Shell casings from a variety of caliber weapons were found at the
scene.

Another call came in 10 minutes later, several miles away. This time
it was a Toyota RAV4 with Texas plates that had been shot up, with two
dead adults inside and a baby crying from a car seat in the back.
Mexican officials identified the couple as Lesley A. Enriquez, 25, a
consulate employee, and her husband, Arthur H. Redelf, 30, from across
the border in El Paso, where he worked at the county jail.

Ms. Enriquez, an American citizen, was shot in the head. Her husband
was shot in the neck and left arm. A 9-millimeter bullet casing was
found at the scene.

Cmdr.
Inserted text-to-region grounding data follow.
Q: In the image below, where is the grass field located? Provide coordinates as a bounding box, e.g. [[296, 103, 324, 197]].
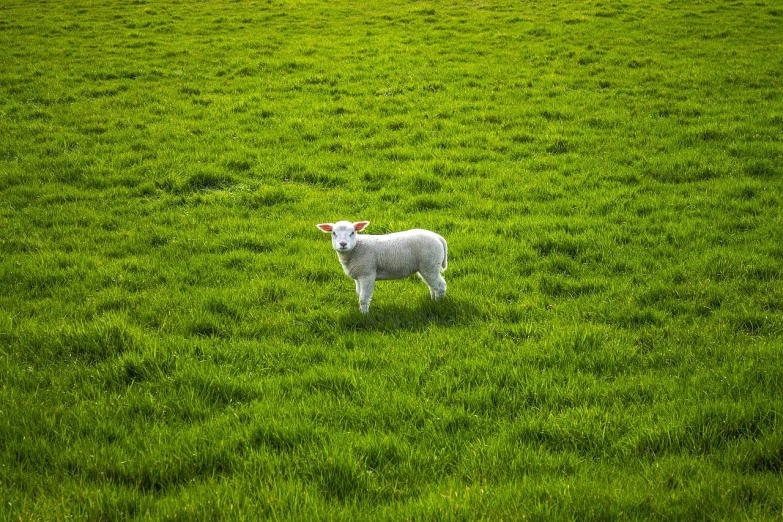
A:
[[2, 0, 783, 519]]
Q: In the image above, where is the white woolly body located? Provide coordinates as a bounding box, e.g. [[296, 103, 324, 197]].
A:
[[316, 221, 448, 314], [336, 230, 447, 281]]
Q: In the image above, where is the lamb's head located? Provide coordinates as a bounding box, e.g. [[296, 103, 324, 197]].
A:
[[316, 221, 369, 252]]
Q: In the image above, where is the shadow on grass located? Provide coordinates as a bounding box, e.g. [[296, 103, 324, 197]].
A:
[[336, 295, 483, 332]]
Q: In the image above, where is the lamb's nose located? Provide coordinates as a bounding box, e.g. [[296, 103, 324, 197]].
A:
[[339, 241, 347, 248]]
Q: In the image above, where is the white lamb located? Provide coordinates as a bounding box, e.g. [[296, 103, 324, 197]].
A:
[[316, 221, 448, 314]]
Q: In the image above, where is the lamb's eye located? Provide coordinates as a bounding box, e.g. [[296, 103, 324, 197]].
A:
[[332, 232, 336, 236], [350, 232, 355, 236]]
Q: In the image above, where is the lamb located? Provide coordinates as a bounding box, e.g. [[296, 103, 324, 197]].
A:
[[316, 220, 448, 314]]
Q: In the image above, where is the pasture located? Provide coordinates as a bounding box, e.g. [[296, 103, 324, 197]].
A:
[[1, 0, 782, 519]]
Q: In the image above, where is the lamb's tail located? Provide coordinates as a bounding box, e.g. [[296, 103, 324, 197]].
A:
[[439, 235, 448, 271]]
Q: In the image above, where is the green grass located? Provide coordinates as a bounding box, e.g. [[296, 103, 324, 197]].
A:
[[2, 0, 782, 519]]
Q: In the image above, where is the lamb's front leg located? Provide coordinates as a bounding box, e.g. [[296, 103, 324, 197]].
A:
[[356, 277, 375, 314]]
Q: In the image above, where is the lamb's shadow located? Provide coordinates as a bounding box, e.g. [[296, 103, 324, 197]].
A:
[[337, 296, 483, 332]]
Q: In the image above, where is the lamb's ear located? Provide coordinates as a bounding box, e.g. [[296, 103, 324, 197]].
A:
[[353, 221, 370, 232], [316, 223, 334, 232]]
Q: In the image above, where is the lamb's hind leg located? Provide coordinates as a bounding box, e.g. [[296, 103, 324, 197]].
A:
[[418, 267, 446, 301]]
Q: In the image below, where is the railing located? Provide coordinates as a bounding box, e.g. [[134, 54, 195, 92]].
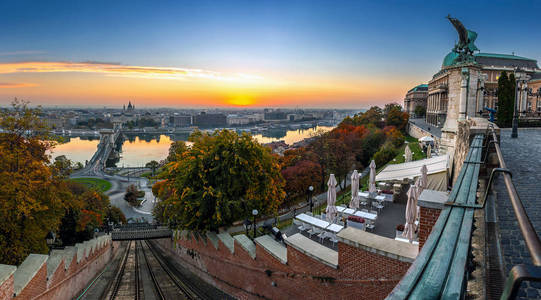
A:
[[483, 125, 541, 299]]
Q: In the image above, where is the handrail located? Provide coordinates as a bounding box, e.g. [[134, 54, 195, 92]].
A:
[[484, 125, 541, 299]]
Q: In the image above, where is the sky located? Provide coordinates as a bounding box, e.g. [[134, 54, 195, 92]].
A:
[[0, 0, 540, 108]]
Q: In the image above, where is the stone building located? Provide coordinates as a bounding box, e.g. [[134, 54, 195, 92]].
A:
[[403, 84, 428, 117], [426, 53, 541, 128]]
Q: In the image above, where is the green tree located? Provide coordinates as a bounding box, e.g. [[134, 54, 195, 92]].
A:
[[146, 160, 160, 176], [166, 141, 188, 163], [384, 103, 409, 132], [496, 72, 516, 127], [154, 130, 285, 231]]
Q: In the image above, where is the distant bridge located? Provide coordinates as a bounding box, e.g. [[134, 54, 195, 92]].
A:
[[73, 122, 123, 176], [111, 223, 172, 241]]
Gomecindo Lopez of the El Paso County Sheriff's Department, who
is acting as a spokesman for the family, said Ms. Enriquez had been
pregnant.

In his statement, Mr. Obama was quick to laud the antidrug offense
begun three years ago by Mr. Calderon, which is backed by more than $1
billion in United States money. But a growing chorus of critics of
Mexico's drug war, which has led to spiraling levels of violence in
hot spots across the country, has asked Mr. Calderon to find a new
approach.

One critic, former Foreign Minister Jorge Castaneda, said in a
telephone interview on Sunday that given the violence "it is
surprising that this has not happened before." The killings, he said,
ought to prompt the Obama administration to rethink its support for
what he called Mr. Calderon's failed strategy.

In fact, Mr. Calderon is scheduled on Tuesday to make his third visit
to Ciudad Juarez in the last five weeks as he tries to contain the
disastrous public relations fallout from the killing of 16 people in
January that Mr. Calderon first brushed off as "a settling of
accounts" between members of criminal gangs.

It turns out the victims of the massacre were mostly students
celebrating a birthday. By all accounts, they were just young people
from a rough neighborhood trying to steer clear of the drug gang
violence that has turned Ciudad Juarez into Mexico's deadliest city.
More than 2,000 people were killed there last year, giving it one of
the highest murder rates in the world.

Those killings and Mr. Calderon's blunder - he was in Japan at the
time and later blamed mistaken information for his error - prompted
the government to shift course after three years of its military-led
crackdown on drug cartels and acknowledge that it has to involve
citizens in the fight and deal with the social breakdown fueling the
violence.

As killings have multiplied in Mexico, the government has long argued
that the overwhelming majority of the casualties of the drug war are
involved in the narcotics business. "The argument is absurd that the
killings are a sign of his success," Mr. Castaneda said, repeating an
oft-heard refrain of both the Mexican and American
governments.

Concerned about the rising violence, the State Department had decided
that employees at a string of consular offices along the Mexican
border - Tijuana, Nogales, Ciudad Juarez, Nuevo Laredo, Monterrey and
Matamoros - could temporarily evacuate their families to the United
States. That decision was not formally announced until Sunday.